Any advice for other photographers just starting out on their entrepreneurial journey?
Find good mentors and DON’T work for free! There’s nothing like tons of experience to make you better. Just putting those hours under your belt will help you learn to work on the fly and adapt to the environment.
Can you tell me about the most fun photo shoot you’ve ever done?
Last fall I had the opportunity to take pictures for an engagement. We had so many rainy weekends in a row that scheduling had been a problem. Finally, we had a 2-hour window on a Saturday morning. We tromped through the woods to a spot that had some colorful graffiti I had scouted earlier in the year. Well…now there was a raging stream halfway into it due to the rains. It was unexpected and I have to hand it to the guy, he kneeled down right in it and proposed. The water soaked his pants and shoes and made for an amazing image. It was so beautiful, I couldn’t help but let a couple tears flow!
How do you market your photography business? Can you talk about your social media strategy and what works to secure new clients?

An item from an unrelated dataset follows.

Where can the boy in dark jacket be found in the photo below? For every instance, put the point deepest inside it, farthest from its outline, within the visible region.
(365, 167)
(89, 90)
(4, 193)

I have my website, MelClicks.com and my Facebook business page. I use social media to tag photos of my clients, and request if they post that they also tag me. I also tag the venue in my posts which helps me build great relationships with the facility coordinators and gives the venue some exposure, too. I find that sharing amazing GIF images works really well for high engagement on social media! Posts with just text, not so much. Also, I have redundancy with my Facebook and blog posts. Jimdo is my website provider and it’s been eye-opening watching the flow of traffic and that 99% of the time it’s being viewed on a mobile device. As always, the best advertising is referrals from former clients.
How do you stay inspired?
I stay creative by being involved with the local photo community. Sometimes it’s a photo shoot that has nothing to do with my genre that gives me a burst of new ideas. Sure it can be tough to walk into an event where you might not know anyone, but the payoff can be a great new contact!